The paper draws on established research to argue that there are two points that need to be better understood: The impact of cyberbullying and the risks associated with lurking on social media.
The co-author of the article is Dr. Samuel Ehrenreich BA'07, BS'07, MS'11, PhD'12, a research scientist in the School of Behavioral and Brain Sciences, who has worked with Underwood as an undergraduate research assistant, a doctoral student and as a primary, postdoctoral researcher in Underwood’s lab. He said cybervictimization can be so traumatic that young people can hurt for years, even if it happened to them only once.
“The impact of even a single episode is potentially extremely serious because the behavior is immediately viewed by hundreds of friends and followers and is preserved forever in digital form,” he said.
The other issue discussed in the article is the risk associated with the time that young people spend scrolling social media feeds. Underwood said it is called lurking, which is reading anonymously without posting.
“My fear is that those who are a little bit lonely or depressed look at social media and they see all the fun that everybody else is supposedly having. Then they compare their experience to everybody else's best social times. And that that could make teens who are already vulnerable feel even worse.”
“Because so many adolescents have smartphones, the minute they have a second of downtime, they pick it up and start scrolling through social media. What they see could be very exciting and affirming for some teens, those at the high end of social status, but could be very distressing for those who are a little lonely or who might not have the strongest peer connections,” she said.
Underwood said that most young people only post their highly curated, most appealing pictures on social media.
“My fear is that those who are a little bit lonely or depressed look at social media and they see all the fun that everybody else is supposedly having.
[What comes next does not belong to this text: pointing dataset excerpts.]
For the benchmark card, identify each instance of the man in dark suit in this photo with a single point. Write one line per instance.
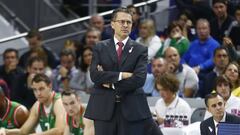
(216, 106)
(117, 103)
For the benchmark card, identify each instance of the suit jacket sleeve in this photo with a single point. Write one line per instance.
(101, 77)
(139, 73)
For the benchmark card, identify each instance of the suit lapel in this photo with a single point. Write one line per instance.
(112, 51)
(128, 47)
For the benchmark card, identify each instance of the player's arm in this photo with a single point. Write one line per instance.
(29, 125)
(66, 130)
(21, 115)
(59, 123)
(88, 127)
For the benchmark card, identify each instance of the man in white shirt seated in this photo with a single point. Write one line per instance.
(158, 68)
(223, 88)
(167, 84)
(216, 106)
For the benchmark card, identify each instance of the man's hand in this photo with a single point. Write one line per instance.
(126, 75)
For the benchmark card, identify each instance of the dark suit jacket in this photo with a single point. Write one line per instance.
(102, 100)
(208, 124)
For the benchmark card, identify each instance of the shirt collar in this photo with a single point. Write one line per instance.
(124, 41)
(174, 103)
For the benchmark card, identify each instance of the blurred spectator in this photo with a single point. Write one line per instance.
(221, 60)
(136, 20)
(222, 21)
(170, 103)
(35, 40)
(188, 79)
(65, 71)
(199, 8)
(232, 71)
(187, 21)
(216, 106)
(158, 68)
(22, 85)
(148, 37)
(10, 69)
(82, 81)
(176, 38)
(98, 22)
(223, 87)
(233, 31)
(12, 114)
(93, 36)
(200, 53)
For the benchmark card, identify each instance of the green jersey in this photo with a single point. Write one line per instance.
(73, 128)
(9, 118)
(48, 121)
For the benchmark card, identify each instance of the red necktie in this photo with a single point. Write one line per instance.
(119, 51)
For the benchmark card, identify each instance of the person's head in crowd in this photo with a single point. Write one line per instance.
(86, 58)
(39, 52)
(167, 84)
(203, 29)
(175, 30)
(220, 8)
(93, 36)
(232, 72)
(42, 87)
(186, 19)
(223, 87)
(221, 58)
(121, 23)
(147, 29)
(97, 21)
(70, 44)
(67, 58)
(135, 13)
(36, 65)
(71, 102)
(237, 13)
(172, 57)
(215, 105)
(34, 38)
(10, 59)
(158, 66)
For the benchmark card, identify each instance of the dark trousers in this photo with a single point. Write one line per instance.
(118, 125)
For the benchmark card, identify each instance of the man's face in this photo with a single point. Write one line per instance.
(122, 25)
(203, 30)
(34, 42)
(220, 9)
(11, 59)
(172, 56)
(36, 67)
(221, 59)
(216, 106)
(166, 94)
(134, 14)
(67, 61)
(92, 38)
(42, 91)
(158, 67)
(71, 104)
(224, 90)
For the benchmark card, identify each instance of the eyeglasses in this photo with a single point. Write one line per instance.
(122, 22)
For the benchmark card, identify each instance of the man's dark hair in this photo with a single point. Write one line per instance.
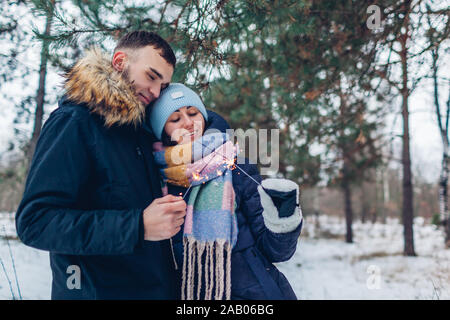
(141, 38)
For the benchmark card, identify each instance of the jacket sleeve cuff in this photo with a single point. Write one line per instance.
(272, 219)
(140, 243)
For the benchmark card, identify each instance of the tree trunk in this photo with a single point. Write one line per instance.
(348, 206)
(407, 210)
(443, 130)
(40, 96)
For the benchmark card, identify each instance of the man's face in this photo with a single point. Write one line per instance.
(148, 71)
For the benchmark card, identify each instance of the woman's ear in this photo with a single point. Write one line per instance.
(119, 61)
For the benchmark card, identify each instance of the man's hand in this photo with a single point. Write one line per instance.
(163, 218)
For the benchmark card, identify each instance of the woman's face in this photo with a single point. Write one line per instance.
(185, 125)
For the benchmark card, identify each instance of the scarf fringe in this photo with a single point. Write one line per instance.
(216, 258)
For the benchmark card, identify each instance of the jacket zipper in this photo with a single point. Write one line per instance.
(173, 255)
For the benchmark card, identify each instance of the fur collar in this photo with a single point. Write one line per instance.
(94, 82)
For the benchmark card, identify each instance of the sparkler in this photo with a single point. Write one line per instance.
(231, 164)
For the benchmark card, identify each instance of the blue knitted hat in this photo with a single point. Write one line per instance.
(172, 98)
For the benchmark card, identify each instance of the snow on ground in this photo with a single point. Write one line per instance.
(373, 267)
(323, 267)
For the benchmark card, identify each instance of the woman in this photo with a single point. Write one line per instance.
(233, 231)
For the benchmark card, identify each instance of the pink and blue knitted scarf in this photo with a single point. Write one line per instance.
(210, 227)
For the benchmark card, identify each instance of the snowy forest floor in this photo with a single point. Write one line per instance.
(323, 267)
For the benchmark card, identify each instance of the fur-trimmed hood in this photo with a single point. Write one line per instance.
(93, 81)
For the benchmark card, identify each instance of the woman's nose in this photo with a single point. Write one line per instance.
(187, 121)
(155, 91)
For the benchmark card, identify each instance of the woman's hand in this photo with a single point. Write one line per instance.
(164, 217)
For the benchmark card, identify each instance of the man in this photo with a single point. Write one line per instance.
(93, 194)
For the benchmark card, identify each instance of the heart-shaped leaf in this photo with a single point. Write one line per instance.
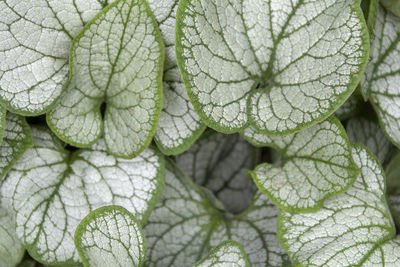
(50, 191)
(367, 132)
(219, 162)
(280, 66)
(36, 37)
(348, 228)
(382, 76)
(11, 249)
(116, 59)
(179, 125)
(228, 253)
(317, 164)
(110, 236)
(184, 226)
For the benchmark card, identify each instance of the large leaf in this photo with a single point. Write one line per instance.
(316, 164)
(185, 225)
(228, 253)
(219, 162)
(279, 65)
(11, 249)
(179, 125)
(348, 228)
(367, 132)
(49, 191)
(116, 59)
(110, 236)
(382, 76)
(36, 37)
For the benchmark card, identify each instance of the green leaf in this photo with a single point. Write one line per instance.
(117, 59)
(184, 226)
(228, 253)
(317, 164)
(367, 132)
(49, 191)
(382, 75)
(348, 228)
(179, 124)
(219, 162)
(36, 36)
(278, 66)
(16, 140)
(392, 6)
(110, 236)
(11, 249)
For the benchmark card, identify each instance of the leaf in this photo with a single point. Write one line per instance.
(36, 36)
(227, 253)
(117, 59)
(110, 236)
(392, 6)
(348, 228)
(219, 163)
(382, 76)
(49, 191)
(367, 132)
(279, 66)
(184, 226)
(11, 249)
(17, 139)
(317, 164)
(179, 125)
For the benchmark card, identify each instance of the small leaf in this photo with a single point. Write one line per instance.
(184, 226)
(228, 253)
(382, 76)
(36, 37)
(317, 164)
(219, 162)
(179, 124)
(116, 59)
(11, 249)
(110, 236)
(392, 6)
(49, 191)
(348, 228)
(17, 139)
(279, 66)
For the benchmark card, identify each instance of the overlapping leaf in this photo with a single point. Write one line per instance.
(228, 253)
(367, 132)
(185, 225)
(35, 40)
(219, 162)
(116, 59)
(110, 236)
(382, 76)
(317, 164)
(279, 65)
(348, 228)
(49, 191)
(179, 125)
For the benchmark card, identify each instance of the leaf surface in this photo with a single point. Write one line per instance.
(117, 60)
(382, 76)
(219, 162)
(185, 226)
(179, 125)
(49, 191)
(110, 236)
(228, 253)
(348, 228)
(36, 37)
(317, 164)
(280, 66)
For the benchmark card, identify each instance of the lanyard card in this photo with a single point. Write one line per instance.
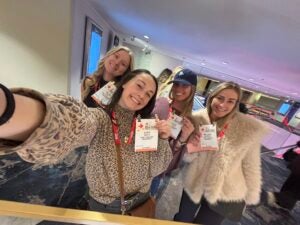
(146, 135)
(208, 140)
(176, 125)
(103, 95)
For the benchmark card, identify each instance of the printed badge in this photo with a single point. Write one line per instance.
(146, 135)
(175, 123)
(207, 142)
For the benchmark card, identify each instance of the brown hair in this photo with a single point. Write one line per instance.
(90, 81)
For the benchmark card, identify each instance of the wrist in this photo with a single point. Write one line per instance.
(180, 142)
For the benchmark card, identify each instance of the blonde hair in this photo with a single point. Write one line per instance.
(90, 81)
(216, 90)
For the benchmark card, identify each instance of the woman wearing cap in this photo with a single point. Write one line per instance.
(179, 104)
(112, 67)
(224, 178)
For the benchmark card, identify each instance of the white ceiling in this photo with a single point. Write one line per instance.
(253, 42)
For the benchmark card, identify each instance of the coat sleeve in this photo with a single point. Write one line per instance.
(160, 159)
(68, 124)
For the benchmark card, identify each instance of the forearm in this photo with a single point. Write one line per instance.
(28, 115)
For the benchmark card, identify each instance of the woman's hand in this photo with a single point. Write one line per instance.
(195, 138)
(164, 130)
(186, 130)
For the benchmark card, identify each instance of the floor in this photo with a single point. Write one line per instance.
(64, 185)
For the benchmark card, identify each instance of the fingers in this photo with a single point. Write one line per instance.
(163, 128)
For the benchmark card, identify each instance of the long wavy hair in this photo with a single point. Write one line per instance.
(91, 81)
(144, 112)
(216, 90)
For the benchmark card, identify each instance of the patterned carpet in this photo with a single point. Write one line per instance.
(64, 185)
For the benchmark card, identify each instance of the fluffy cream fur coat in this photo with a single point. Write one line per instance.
(233, 173)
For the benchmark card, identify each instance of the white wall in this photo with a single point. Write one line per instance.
(154, 62)
(35, 44)
(81, 9)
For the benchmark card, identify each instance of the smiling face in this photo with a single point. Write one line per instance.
(181, 92)
(223, 104)
(137, 92)
(116, 64)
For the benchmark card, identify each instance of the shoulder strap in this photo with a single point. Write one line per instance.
(121, 179)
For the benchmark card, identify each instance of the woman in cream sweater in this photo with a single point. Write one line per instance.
(222, 181)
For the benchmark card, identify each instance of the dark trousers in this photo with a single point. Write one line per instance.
(190, 212)
(289, 193)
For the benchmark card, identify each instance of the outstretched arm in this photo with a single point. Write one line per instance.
(27, 116)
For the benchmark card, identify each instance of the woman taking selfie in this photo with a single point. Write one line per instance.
(45, 128)
(112, 67)
(223, 170)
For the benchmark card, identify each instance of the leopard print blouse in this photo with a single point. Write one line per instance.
(69, 124)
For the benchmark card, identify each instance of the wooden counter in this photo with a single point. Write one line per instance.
(24, 210)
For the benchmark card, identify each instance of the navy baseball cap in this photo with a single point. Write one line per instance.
(185, 76)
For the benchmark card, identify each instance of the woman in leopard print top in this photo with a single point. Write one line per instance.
(45, 128)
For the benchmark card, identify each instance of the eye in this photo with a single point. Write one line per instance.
(220, 98)
(139, 85)
(232, 102)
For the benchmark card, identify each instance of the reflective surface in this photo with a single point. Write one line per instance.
(64, 185)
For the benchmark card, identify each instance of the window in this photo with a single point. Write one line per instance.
(92, 47)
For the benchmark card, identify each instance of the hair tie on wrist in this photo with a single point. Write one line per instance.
(10, 105)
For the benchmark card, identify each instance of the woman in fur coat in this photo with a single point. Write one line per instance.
(224, 177)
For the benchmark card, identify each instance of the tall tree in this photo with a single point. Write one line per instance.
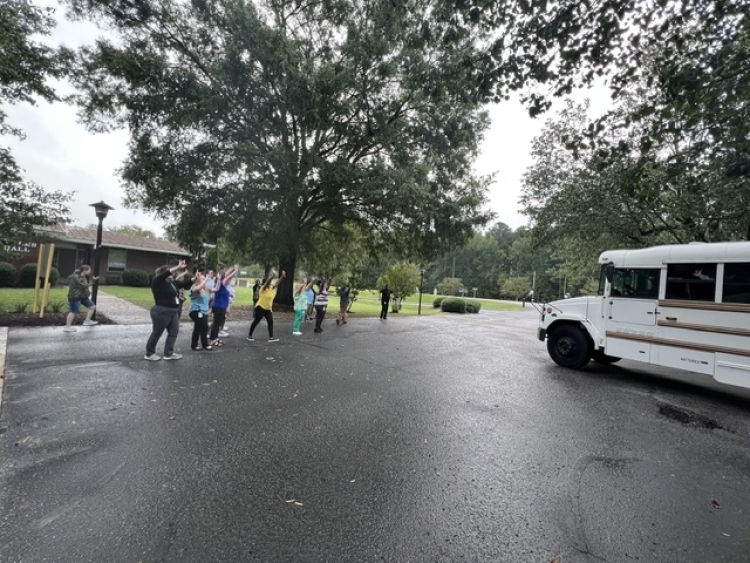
(270, 121)
(25, 65)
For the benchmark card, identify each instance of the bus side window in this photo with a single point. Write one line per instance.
(636, 283)
(736, 283)
(691, 282)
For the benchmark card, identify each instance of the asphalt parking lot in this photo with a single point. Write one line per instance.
(450, 438)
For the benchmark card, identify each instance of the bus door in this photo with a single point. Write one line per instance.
(631, 313)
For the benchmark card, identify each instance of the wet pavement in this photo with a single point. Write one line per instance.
(450, 438)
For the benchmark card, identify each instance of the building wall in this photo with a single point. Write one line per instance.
(69, 256)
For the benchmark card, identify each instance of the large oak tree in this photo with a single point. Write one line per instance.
(266, 122)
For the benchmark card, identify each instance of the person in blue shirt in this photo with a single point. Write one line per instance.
(310, 294)
(199, 297)
(221, 303)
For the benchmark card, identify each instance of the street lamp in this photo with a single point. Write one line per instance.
(421, 281)
(101, 209)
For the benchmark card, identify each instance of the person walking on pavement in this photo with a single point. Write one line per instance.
(321, 304)
(199, 312)
(78, 294)
(310, 302)
(343, 303)
(385, 299)
(263, 309)
(164, 313)
(221, 303)
(300, 305)
(256, 293)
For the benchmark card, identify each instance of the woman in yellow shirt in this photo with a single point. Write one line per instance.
(265, 303)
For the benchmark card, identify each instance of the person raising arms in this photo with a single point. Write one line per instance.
(164, 313)
(266, 294)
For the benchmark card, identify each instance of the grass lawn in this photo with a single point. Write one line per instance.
(367, 303)
(22, 300)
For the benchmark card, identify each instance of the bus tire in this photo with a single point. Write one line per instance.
(569, 347)
(601, 358)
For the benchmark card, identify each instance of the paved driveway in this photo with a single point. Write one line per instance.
(416, 439)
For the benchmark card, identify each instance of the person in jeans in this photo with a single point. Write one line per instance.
(263, 308)
(343, 303)
(165, 314)
(78, 294)
(385, 299)
(199, 312)
(321, 303)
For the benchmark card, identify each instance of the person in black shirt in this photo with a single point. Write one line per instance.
(385, 299)
(165, 314)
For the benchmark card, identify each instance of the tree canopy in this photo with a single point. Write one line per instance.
(25, 66)
(268, 122)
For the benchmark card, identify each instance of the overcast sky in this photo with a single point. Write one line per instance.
(59, 154)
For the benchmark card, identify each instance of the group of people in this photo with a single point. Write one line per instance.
(212, 296)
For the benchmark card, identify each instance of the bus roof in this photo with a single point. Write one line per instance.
(697, 252)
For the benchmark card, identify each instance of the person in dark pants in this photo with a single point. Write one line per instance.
(165, 314)
(385, 299)
(199, 312)
(321, 304)
(221, 303)
(263, 309)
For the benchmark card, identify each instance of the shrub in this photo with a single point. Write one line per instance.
(27, 275)
(135, 278)
(453, 305)
(57, 306)
(8, 275)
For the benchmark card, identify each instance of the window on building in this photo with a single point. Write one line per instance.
(118, 258)
(636, 283)
(736, 283)
(691, 282)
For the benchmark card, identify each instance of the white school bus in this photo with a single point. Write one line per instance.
(679, 306)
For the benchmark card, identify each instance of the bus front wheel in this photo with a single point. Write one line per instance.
(569, 347)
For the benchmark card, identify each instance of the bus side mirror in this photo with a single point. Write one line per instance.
(609, 271)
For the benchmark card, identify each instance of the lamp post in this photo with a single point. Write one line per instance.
(101, 209)
(421, 281)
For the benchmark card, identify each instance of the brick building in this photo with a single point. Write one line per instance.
(74, 246)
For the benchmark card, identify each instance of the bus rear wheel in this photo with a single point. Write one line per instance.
(568, 347)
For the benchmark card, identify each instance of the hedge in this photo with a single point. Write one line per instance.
(453, 305)
(135, 278)
(459, 305)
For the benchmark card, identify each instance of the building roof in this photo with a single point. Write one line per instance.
(111, 239)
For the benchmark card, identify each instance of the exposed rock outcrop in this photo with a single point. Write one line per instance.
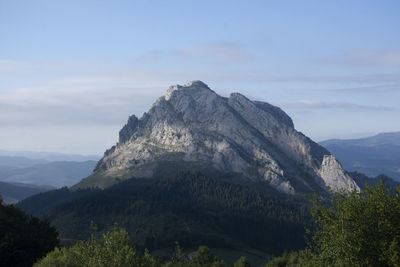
(192, 123)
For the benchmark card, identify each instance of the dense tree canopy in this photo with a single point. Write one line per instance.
(23, 239)
(191, 208)
(115, 249)
(356, 229)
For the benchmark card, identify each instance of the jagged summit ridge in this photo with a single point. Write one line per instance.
(193, 124)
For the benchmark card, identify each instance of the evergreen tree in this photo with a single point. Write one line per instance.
(23, 239)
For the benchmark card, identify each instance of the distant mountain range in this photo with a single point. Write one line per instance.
(379, 154)
(55, 174)
(48, 156)
(193, 125)
(199, 168)
(24, 173)
(13, 192)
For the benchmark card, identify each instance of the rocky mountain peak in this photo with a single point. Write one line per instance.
(194, 126)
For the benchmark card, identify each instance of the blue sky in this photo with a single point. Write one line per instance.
(72, 72)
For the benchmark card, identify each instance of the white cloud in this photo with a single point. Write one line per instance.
(369, 58)
(313, 104)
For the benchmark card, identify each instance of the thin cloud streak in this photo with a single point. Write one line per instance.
(369, 58)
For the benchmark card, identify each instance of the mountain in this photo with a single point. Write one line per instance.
(362, 180)
(188, 207)
(379, 154)
(54, 174)
(12, 193)
(193, 127)
(48, 156)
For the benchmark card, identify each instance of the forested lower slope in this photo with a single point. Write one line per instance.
(190, 208)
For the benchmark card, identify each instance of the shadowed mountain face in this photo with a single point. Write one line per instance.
(194, 125)
(379, 154)
(54, 174)
(13, 192)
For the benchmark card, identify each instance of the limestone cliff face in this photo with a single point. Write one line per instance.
(192, 123)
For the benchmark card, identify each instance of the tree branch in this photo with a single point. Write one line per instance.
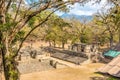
(35, 28)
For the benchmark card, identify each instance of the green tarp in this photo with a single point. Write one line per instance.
(112, 53)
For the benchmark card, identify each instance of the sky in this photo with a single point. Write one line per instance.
(87, 9)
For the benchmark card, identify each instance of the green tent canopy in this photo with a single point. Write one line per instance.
(112, 53)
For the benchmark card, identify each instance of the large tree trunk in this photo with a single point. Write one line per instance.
(8, 61)
(2, 21)
(63, 45)
(111, 39)
(119, 34)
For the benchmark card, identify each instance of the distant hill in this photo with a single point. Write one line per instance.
(79, 17)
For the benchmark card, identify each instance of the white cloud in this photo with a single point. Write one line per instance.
(88, 9)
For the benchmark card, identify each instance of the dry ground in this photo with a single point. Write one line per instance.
(83, 72)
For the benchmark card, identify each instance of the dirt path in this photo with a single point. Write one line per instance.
(77, 73)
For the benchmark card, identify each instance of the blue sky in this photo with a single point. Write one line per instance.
(87, 9)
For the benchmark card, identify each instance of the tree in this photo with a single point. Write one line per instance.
(14, 16)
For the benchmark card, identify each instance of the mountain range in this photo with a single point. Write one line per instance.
(78, 17)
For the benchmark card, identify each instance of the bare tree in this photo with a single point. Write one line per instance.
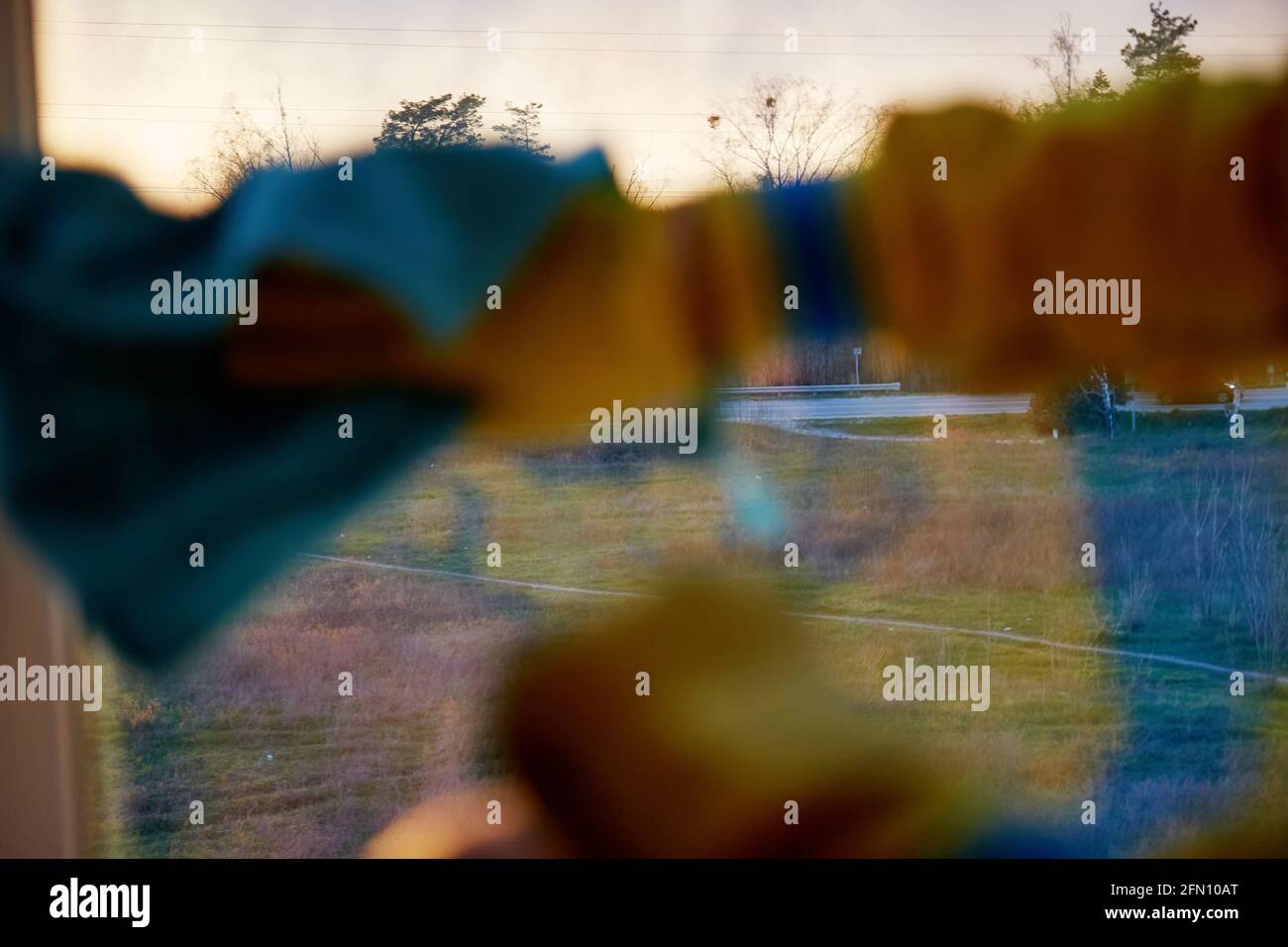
(245, 146)
(786, 131)
(1060, 64)
(1102, 393)
(639, 187)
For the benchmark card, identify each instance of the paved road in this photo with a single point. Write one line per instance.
(787, 408)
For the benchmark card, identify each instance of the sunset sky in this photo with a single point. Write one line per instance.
(120, 88)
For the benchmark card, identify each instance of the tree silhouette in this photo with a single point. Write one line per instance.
(442, 121)
(1160, 54)
(523, 129)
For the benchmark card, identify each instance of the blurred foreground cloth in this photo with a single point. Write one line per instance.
(738, 749)
(494, 287)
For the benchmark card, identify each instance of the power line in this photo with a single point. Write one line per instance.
(326, 124)
(606, 33)
(340, 108)
(629, 50)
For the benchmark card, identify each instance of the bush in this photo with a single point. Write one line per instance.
(1073, 410)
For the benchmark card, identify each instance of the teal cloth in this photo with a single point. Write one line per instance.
(155, 447)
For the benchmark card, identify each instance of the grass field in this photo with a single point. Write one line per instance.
(980, 531)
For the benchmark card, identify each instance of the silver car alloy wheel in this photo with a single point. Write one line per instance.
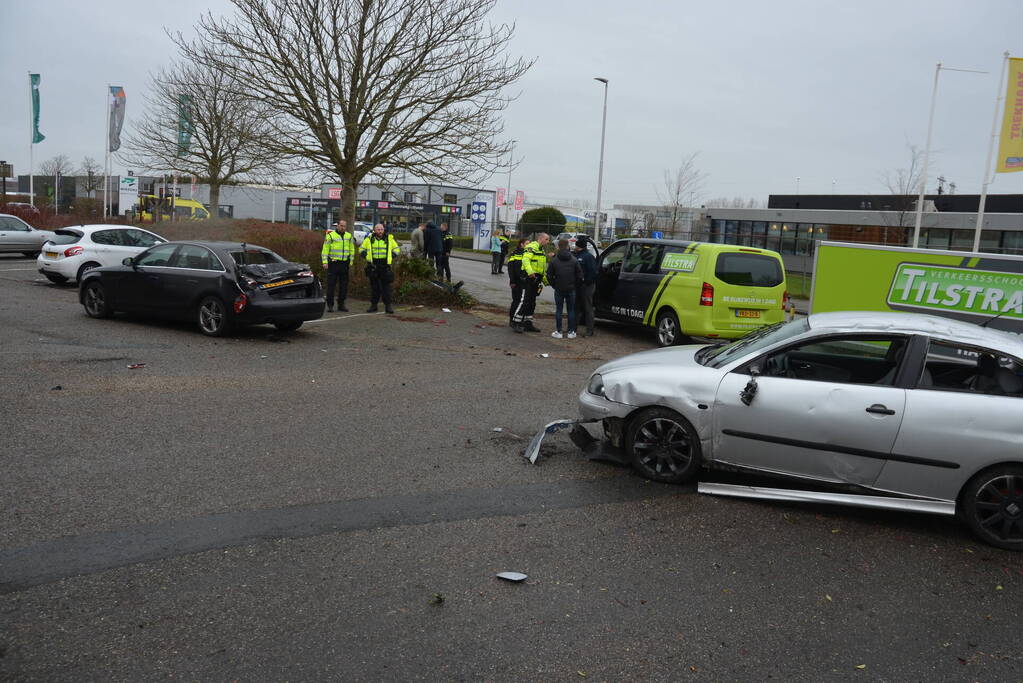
(998, 505)
(665, 447)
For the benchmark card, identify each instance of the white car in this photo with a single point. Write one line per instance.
(76, 249)
(16, 235)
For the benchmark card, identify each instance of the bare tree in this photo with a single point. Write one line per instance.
(90, 175)
(371, 87)
(677, 194)
(734, 202)
(57, 165)
(224, 133)
(903, 187)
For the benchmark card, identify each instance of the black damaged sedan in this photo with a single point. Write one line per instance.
(217, 284)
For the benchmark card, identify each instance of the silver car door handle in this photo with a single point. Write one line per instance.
(879, 409)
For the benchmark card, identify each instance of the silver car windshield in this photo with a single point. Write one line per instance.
(754, 342)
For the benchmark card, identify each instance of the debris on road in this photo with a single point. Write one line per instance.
(533, 450)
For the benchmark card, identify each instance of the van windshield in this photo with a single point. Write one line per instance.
(749, 269)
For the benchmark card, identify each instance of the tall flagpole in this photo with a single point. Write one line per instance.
(988, 173)
(32, 138)
(106, 148)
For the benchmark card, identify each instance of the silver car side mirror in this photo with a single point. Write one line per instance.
(750, 391)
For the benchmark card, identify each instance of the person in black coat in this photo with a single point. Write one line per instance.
(564, 273)
(434, 244)
(584, 290)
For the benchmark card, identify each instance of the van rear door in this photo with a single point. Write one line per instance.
(749, 286)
Then they compare their experience to everybody else's best social times. And that that could make teens who are already vulnerable feel even worse,” she said.
The National Institutes of Health has been funding Underwood’s research in this area since 1995. Much of the current data has come from the Blackberry Project, a long-term longitudinal study, led by Underwood and Ehrenreich, of how adolescents use digital communication and what it means for their relationships and adjustment.
Underwood and Ehrenreich said the article was intended to alert psychologists that they need to pay attention to the online social world in which many adolescents spend so much time. The researchers said there usually is no distinction between online and offline relationships.
“The online world isn’t separate or less important from the rest of their world. If anything, it might be more important because it’s more public and more visible. And it’s a scorecard for popularity,” Ehrenreich said. “Young people are very sensitive to the number of likes and comments their posts get in relation to those of their peers. So it’s a whole new world that means a lot to them.”
Underwood said that researchers and psychologists must pay attention to what young people are doing online.
“Psychologists need to rise to the challenge of systematically studying the content of adolescents’ digital communication, testing established theories in this context and developing new ones if needed, and bringing our methodological expertise to understanding adolescents’ online lives,” she said.